Ordinary Differential Equations/Exact 2

This page details a method for finding the solutions to equations of the form

{\frac {dy}{dx}}+P(x)y=Q(x),

Using the Integrating Factor: $I(x)=e^{\int P(x)dx}$

Example 1 edit

Consider the following equation:

{\frac {dy}{dx}}+3y=xe^{-3x}+1

Now the $P(x)=3$ So the integrating factor is:

I(x)=e^{\int P(x)dx}

I(x)=e^{\int 3dx}

I(x)=e^{3x}

Multiply the original equation by $I(x)$

e^{3x}{\frac {dy}{dx}}+e^{3x}3y=e^{3x}(xe^{-3x}+1)
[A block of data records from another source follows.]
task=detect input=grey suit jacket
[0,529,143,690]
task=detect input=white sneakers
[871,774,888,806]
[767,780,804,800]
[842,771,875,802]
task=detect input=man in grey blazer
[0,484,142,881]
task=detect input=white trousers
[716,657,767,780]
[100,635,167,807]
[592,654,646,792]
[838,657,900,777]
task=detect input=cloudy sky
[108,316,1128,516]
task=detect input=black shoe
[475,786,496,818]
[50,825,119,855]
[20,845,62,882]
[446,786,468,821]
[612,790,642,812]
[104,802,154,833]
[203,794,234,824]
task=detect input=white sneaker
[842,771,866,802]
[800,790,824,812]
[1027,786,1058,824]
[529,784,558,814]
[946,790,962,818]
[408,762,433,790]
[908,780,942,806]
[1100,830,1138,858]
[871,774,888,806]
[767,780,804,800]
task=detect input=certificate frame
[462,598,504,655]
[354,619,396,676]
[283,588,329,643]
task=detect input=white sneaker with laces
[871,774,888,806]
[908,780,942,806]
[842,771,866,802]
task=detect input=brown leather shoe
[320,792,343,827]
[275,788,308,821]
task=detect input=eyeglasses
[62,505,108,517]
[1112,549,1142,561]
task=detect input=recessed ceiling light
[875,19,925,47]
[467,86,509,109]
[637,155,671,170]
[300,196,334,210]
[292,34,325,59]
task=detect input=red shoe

e^{3x}{\frac {dy}{dx}}+e^{3x}3y=x+e^{3x}

Then try: ${\frac {d}{dx}}(ye^{3x})=e^{3x}{\frac {dy}{dx}}+e^{3x}3y$

Which is equal to the LHS giving us:

{\frac {d}{dx}}(ye^{3x})=x+e^{3x}

Then integrate with respect to x:

\int {\frac {d}{dx}}(ye^{3x})dx=\int xdx+\int e^{3x}dx

Giving:

ye^{3x}={\frac {x^{2}}{2}}+{\frac {e^{3x}}{3}}+C

y={\frac {x^{2}}{2e^{3x}}}+{\frac {1}{3}}+Ce^{-3x}

(This is the general solution)